Le 21 avril 2007. En déplacement à Paris pour le compte de la 33e journée de Ligue 1, le FC Nantes Atlantique s'est incliné sur le score large et sans appel de 4-0. Bien qu'ils aient eu la maîtrise du ballon, les Canaris sont tombés dans le piège du réalisme tendu par les joueurs de la capitale. A cinq longueurs du terme de l'exercice, le maintien se complique encore plus.
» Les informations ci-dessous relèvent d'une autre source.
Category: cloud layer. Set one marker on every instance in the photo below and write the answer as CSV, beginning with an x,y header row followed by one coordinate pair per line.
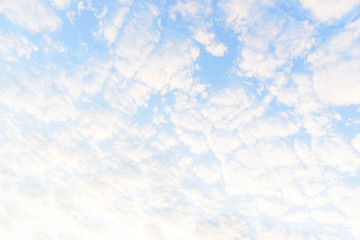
x,y
179,120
'est très lourd. Nantes s'est incliné 4-0 au Parc des Princes, en 33e journée de Ligue 1. Un doublé de Pauleta (17' et 65'), une reprise de demi-volée de Rothen (43') puis un contre de Luyindula (66'). L'Aigle des Açores s'est montré précieux pour Paul Le Guen avec un doublé mais aussi deux passes décisives ! Un résultat qui ne fait évidemment pas les affaires du FC Nantes qui reste à la dernière place du classement, à six points de Nice, avant que les Aiglons n'affrontent Sedan.
On pourra retenir que les Nantais, encore une fois, sont loin d'avoir été ridicules. Les premières minutes de la rencontre étaient ainsi à sens unique, Paris se contentant d'attendre leurs adversaires à trente mètres du but de Mickaël Landreau. L'ancien Nantais sera toutefois aussi précieux pour sa formation, se montrant décisif sur un centre de Dimitri Payet qu'il captait dans les pieds de Frédéric Da Rocha (19'), en sortant au devant de Claudiu Keserü (23'), en effectuant une belle double parade face à Loïc Guillon et Mauro Cetto (73') ou encore en remportant un duel face à Dimitri Payet (87')

Le maintien se complique

A l'inverse, à l'exception des deux buts, Paris ne montrait rien. Et, menant 2-0 à la pause, les joueurs de la capitale se positionnaient en situation de contre. Fabien Barthez repoussait bien un contre de Luyindula (49'), mais le champion du monde ne pourrait rien faire face aux contres de Pauleta et Luyindula.
L'objectif du maintien paraît bien compliqué aujourd'hui pour les Nantais qui ont payé cash la moindre de leurs erreurs. Mathématiquement, c'est encore possible et on peut compter sur les joueurs de Michel Der Zakarian et Japhet N'Doram pour ne rien lâcher, jusqu'au bout. Plus que la colère et la déception, c'est de soutien et d'encouragement qu'auront besoin les Canaris. 

F.C.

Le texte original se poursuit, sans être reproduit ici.